The New York City band initially found success in 1996 with the song “Popular,” which firmly entrenched the band in the post-grunge novelty hit category. Now, 10 years and two albums into an unexpected creative renaissance, Nada Surf isn’t being compared to novelty acts anymore. Now those comparisons are to another novelty-act-turned-critical-darling, The Flaming Lips.

“I haven’t actually thought about our career versus the Lips’. Not too many bands survived that early weird novelty hit thing. It’s an unusual thing,” Elliot says.

The release of 2003’s Let Go, a rainy day album full of gorgeous harmonies and guitar hooks, topped many critics’ best-of lists for the year and began Nada Surf’s unlikely resurgence. The band’s ability to stay together through hard times — including when Elektra Records, their former label, refused to release the band’s sophomore album — is something Elliot attributes to the members’ maturity.

“Our age was a factor definitely in handling the initial success … I often wonder what would have happened to us if we were younger and had that success. We probably wouldn’t still be here.”

But Nada Surf is still here and making new fans every day, an impressive feat in today’s fast-paced world of disposable music and art. “It’s easy to get bowled over by the sheer number of bands that come out, and a year later they are old hats,” laughs Elliot. The music industry, he says, “is a lot like the Byrds song; ‘With your hair combed right/your pants fit tight/it’ll be all right.’ It hasn’t changed at all. It’s old guys selling music to young people.”

Label politics aside, Nada Surf’s main goal is to make music that commands repeat listening.
“See These Bones,” from their forthcoming album Lucky (slated for February), shows the band accomplishing this goal. Gorgeous, lush instrumentation and Beach Boys-inspired backing vocals call to mind Death Cab for Cutie, without the melodrama and with an original melody. “We always had the feeling of things still to come.

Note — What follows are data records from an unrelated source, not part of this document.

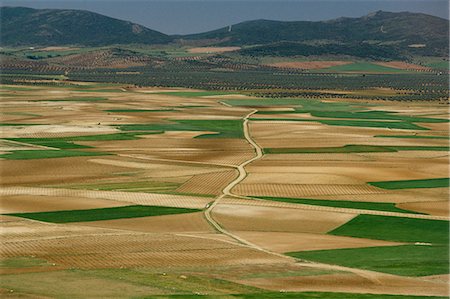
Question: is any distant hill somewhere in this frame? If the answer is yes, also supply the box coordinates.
[0,7,449,59]
[183,11,449,56]
[0,7,171,46]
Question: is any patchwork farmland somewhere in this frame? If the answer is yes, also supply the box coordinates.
[0,82,449,299]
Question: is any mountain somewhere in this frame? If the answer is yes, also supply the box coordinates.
[0,7,449,59]
[0,7,171,46]
[183,11,449,56]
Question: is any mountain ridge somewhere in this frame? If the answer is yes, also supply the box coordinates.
[0,6,449,58]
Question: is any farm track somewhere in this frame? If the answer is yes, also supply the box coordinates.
[204,109,448,285]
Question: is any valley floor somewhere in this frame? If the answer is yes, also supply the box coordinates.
[0,82,450,299]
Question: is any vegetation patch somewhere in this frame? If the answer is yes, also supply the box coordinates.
[118,119,244,138]
[288,245,449,276]
[52,181,181,193]
[258,196,419,214]
[368,178,450,190]
[5,205,201,223]
[250,117,429,130]
[320,62,406,73]
[0,256,51,269]
[103,108,176,113]
[5,131,162,149]
[33,97,108,102]
[329,215,449,244]
[0,150,111,160]
[263,144,449,155]
[144,292,446,299]
[374,135,449,140]
[156,91,237,98]
[222,99,308,106]
[0,85,36,91]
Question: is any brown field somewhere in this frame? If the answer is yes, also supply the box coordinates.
[0,84,449,298]
[269,61,352,70]
[229,231,400,253]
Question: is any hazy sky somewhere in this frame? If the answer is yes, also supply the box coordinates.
[0,0,449,34]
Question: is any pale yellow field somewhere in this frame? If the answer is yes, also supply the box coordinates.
[0,84,449,298]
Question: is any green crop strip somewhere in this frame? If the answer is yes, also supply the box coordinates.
[143,292,447,299]
[33,97,108,102]
[329,215,449,244]
[118,120,244,138]
[318,62,410,73]
[250,118,429,130]
[374,135,450,140]
[368,178,450,190]
[0,150,111,160]
[103,108,176,113]
[5,131,162,149]
[155,91,236,98]
[263,144,449,155]
[5,205,201,223]
[253,196,419,214]
[288,245,449,276]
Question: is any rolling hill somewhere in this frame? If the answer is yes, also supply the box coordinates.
[183,11,449,56]
[0,7,449,60]
[0,7,171,46]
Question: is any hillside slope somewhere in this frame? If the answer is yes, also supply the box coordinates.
[0,7,171,46]
[183,11,449,56]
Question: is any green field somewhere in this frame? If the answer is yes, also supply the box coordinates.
[368,178,450,190]
[250,117,429,130]
[143,292,446,299]
[318,62,408,73]
[5,131,162,149]
[0,257,51,269]
[0,85,36,91]
[329,215,449,244]
[288,245,449,276]
[0,150,111,160]
[304,110,449,123]
[118,120,244,138]
[5,205,201,223]
[373,135,450,140]
[258,196,418,214]
[103,109,176,113]
[33,97,108,102]
[155,91,238,98]
[263,144,449,155]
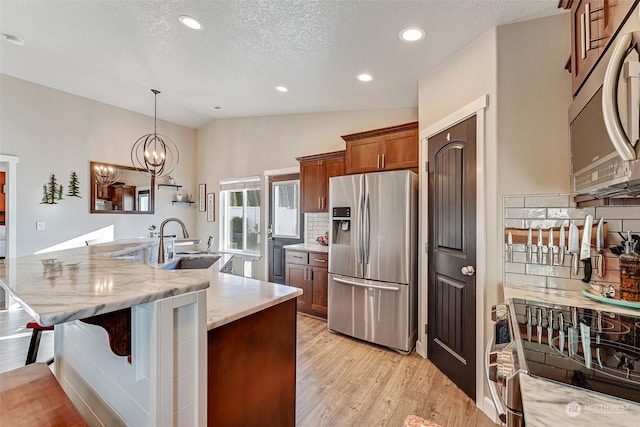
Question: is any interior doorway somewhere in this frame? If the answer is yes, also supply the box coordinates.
[428,116,477,399]
[267,172,305,284]
[0,154,19,309]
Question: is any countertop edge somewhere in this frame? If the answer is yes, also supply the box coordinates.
[502,283,640,427]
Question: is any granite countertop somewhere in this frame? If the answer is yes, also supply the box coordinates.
[0,239,302,329]
[502,283,640,316]
[503,284,640,426]
[520,375,640,427]
[283,243,329,253]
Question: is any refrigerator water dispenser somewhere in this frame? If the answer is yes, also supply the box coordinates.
[331,207,351,245]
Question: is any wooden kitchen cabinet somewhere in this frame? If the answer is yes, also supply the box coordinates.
[285,249,329,319]
[109,184,136,211]
[563,0,637,95]
[342,122,418,175]
[297,150,344,212]
[207,299,296,427]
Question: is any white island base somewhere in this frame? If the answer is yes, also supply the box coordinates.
[54,290,207,426]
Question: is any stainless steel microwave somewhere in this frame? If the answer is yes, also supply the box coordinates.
[569,7,640,198]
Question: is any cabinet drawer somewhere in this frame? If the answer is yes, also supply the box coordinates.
[309,252,329,268]
[286,250,309,265]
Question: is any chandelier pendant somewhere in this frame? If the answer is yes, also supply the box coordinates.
[131,89,180,178]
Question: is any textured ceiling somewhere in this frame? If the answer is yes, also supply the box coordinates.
[0,0,569,128]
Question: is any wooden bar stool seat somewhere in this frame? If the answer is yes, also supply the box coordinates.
[24,322,53,365]
[0,363,87,427]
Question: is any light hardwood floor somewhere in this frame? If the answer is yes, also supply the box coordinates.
[296,314,495,427]
[0,310,495,427]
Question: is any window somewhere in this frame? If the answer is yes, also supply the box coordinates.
[272,180,300,239]
[220,177,261,255]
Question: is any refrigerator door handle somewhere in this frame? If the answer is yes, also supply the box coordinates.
[333,277,400,292]
[362,192,371,264]
[356,194,364,264]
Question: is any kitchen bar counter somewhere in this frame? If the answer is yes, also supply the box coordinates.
[283,243,329,254]
[0,239,209,326]
[0,239,302,426]
[503,284,640,427]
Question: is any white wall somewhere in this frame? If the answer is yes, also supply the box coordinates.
[419,13,571,418]
[196,108,418,279]
[0,75,197,256]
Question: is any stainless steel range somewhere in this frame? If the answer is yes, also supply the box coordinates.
[487,299,640,426]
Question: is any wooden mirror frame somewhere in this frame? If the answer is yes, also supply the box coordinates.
[89,162,155,215]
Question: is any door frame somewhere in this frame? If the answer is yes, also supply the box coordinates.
[0,154,20,259]
[262,166,298,281]
[416,95,489,404]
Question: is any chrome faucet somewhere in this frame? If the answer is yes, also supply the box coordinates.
[158,218,189,264]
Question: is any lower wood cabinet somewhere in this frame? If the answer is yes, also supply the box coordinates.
[285,249,329,319]
[207,299,296,427]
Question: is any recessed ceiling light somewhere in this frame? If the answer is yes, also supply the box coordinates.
[178,15,204,31]
[400,27,427,42]
[1,33,24,46]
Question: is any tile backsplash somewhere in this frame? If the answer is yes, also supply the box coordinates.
[503,194,640,291]
[304,212,329,243]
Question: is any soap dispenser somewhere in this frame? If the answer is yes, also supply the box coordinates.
[620,232,640,302]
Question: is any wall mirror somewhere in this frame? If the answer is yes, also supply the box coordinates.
[90,162,155,214]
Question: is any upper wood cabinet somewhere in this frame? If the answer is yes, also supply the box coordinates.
[560,0,637,95]
[342,122,418,175]
[297,150,344,212]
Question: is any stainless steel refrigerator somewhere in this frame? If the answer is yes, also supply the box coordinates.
[327,171,418,353]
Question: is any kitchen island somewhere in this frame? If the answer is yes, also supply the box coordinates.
[503,284,640,427]
[0,239,300,425]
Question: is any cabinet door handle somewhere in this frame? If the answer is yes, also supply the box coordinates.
[580,13,587,59]
[584,3,591,56]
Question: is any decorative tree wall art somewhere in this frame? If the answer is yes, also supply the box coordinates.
[67,172,82,198]
[40,174,64,205]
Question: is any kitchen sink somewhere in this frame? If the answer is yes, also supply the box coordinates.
[163,256,220,270]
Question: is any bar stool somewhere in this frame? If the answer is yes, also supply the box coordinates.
[24,322,53,365]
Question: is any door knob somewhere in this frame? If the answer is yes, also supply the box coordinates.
[460,265,476,276]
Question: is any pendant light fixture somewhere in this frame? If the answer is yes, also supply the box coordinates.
[131,89,180,178]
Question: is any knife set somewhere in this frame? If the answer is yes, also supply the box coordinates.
[505,215,604,284]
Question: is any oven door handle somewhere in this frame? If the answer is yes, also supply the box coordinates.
[484,337,507,423]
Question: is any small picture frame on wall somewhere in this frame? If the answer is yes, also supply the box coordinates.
[198,184,207,212]
[207,193,216,222]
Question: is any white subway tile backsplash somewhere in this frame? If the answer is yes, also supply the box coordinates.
[620,219,640,232]
[502,194,640,291]
[524,194,572,208]
[597,206,640,220]
[505,273,546,288]
[504,208,547,218]
[304,212,329,243]
[504,196,524,208]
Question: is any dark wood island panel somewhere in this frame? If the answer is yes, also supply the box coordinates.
[207,298,296,427]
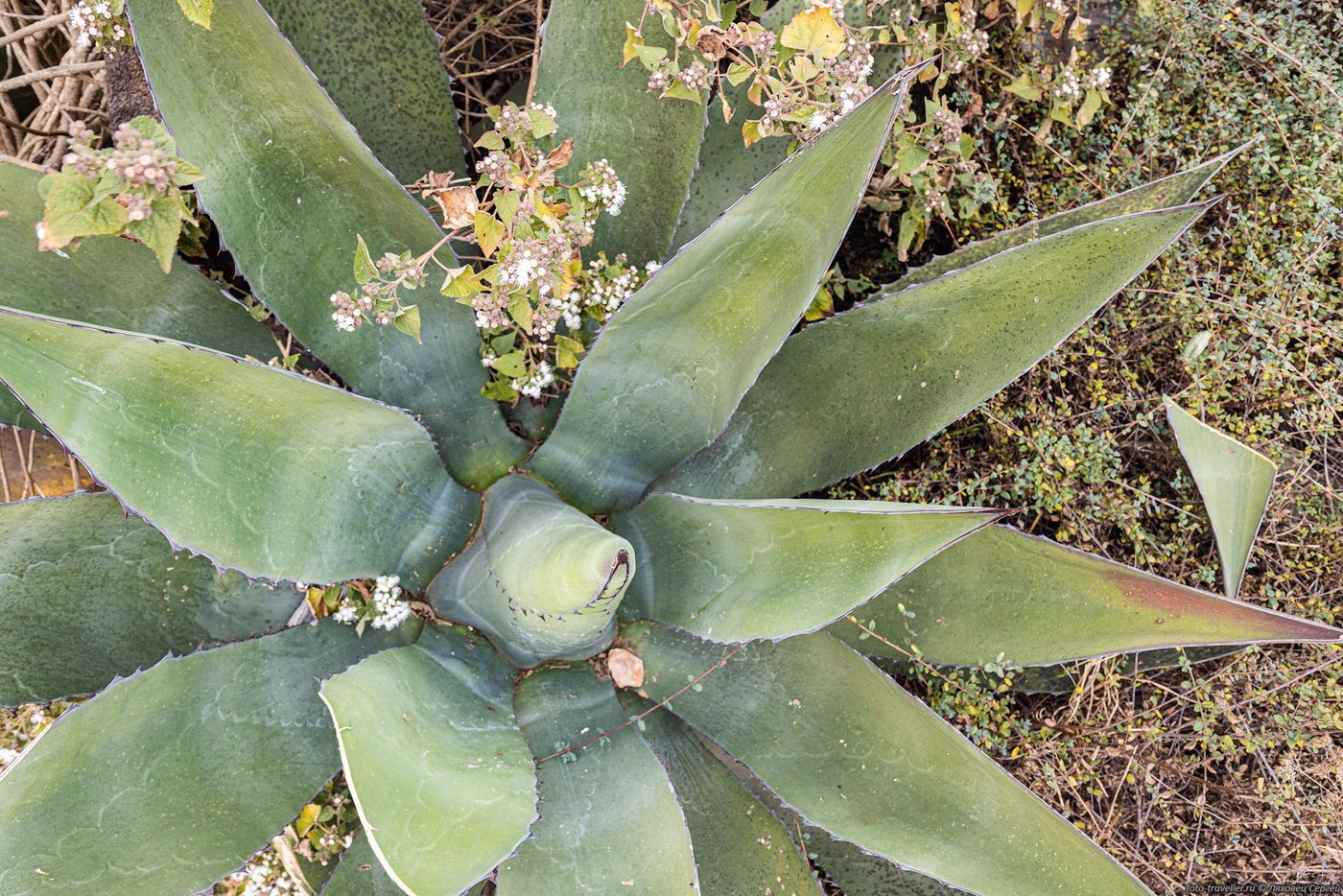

We still do,” Elliot says. “We feel like we are in the middle of it.”

Ten years after their success and still going strong, Nada Surf is out to prove its legacy will not be a cautionary tale about record label politics, but a mystical hold on its fans. “Maybe we are being romantic, and maybe we are fooling ourselves, but it does happen, and people do fall in love with music,” he says.
And if Nada Surf is the sound of falling in love, then everyone should listen one more time.